Documentation & Coding Tips

Identify and document the precipitating event clearly to support medical necessity for intensive care.

Example: Patient presents with myxedema coma (E03.5) likely precipitated by acute bacterial pneumonia. Clinical status: obtunded, rectal temperature 93.4F, heart rate 38 bpm. This acute-on-chronic presentation of severe hypothyroidism requires immediate IV levothyroxine and stress-dose hydrocortisone. Risk adjustment: HCC 122 (Thyroid and Other Endocrine Disorders).

Billing Focus: Identify the precipitating factor such as cold exposure, infection (e.g., J18.9), or medication non-compliance to justify critical care time (99291).

Explicitly document the state of consciousness using standardized scales or descriptive clinical terms.

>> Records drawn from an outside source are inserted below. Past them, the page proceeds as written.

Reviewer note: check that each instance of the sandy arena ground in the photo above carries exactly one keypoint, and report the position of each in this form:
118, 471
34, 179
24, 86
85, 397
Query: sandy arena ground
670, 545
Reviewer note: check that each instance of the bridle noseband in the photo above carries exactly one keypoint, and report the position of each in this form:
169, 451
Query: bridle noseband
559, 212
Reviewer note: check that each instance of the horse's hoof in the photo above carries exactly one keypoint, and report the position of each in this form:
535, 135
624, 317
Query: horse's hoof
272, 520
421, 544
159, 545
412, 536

Example: Assessment: Myxedema coma. Physical exam reveals non-pitting edema of the lower extremities and periorbital region. Neurological: Patient is in a state of stupor, responding only to noxious stimuli. GCS is 9. Billing focus: Severity of illness supports initial hospital care, high MDM (99223). Risk adjustment: Demonstrates acute metabolic failure.

Billing Focus: Documentation of coma or stupor supports the use of higher-level E/M codes and justifies mechanical ventilation if required.

Link physiological abnormalities like hypothermia and bradycardia directly to the thyroid crisis.

Example: Diagnosis: E03.5 Myxedema coma. Clinical indicators include refractory bradycardia (34 bpm) and profound hypothermia (92.8F) despite passive rewarming. Hypoventilation present with pCO2 of 65 mmHg on ABG. Condition is life-threatening requiring continuous cardiac monitoring and ventilatory support.

Billing Focus: Documenting specific vital sign abnormalities supports the complexity of medical decision making (MDM) as High.

Document the administration of stress-dose steroids before or concurrent with thyroid replacement.

Example: Plan for Myxedema coma: Administered IV Hydrocortisone 100mg to address potential concomitant adrenal insufficiency before initiating IV Levothyroxine 400 mcg loading dose. This management strategy is critical to avoid adrenal crisis in the setting of severe hypothyroidism.

Billing Focus: Documentation of complex pharmacological management involving multiple IV infusions supports high-level inpatient E/M codes.

Note the presence of myxedematous changes in skin and soft tissues to distinguish from standard hypothyroidism.

Example: Physical Exam: Classic myxedematous facies with macroglossia and significant non-pitting pretibial edema. Skin is dry, coarse, and cold to the touch. These findings, combined with altered sensorium, confirm the diagnosis of E03.5. Risk adjustment: Distinguishes this from simple E03.9 hypothyroidism.

Billing Focus: Physical exam findings must be detailed to differentiate E03.5 from E03.9 (hypothyroidism, unspecified) which has lower reimbursement.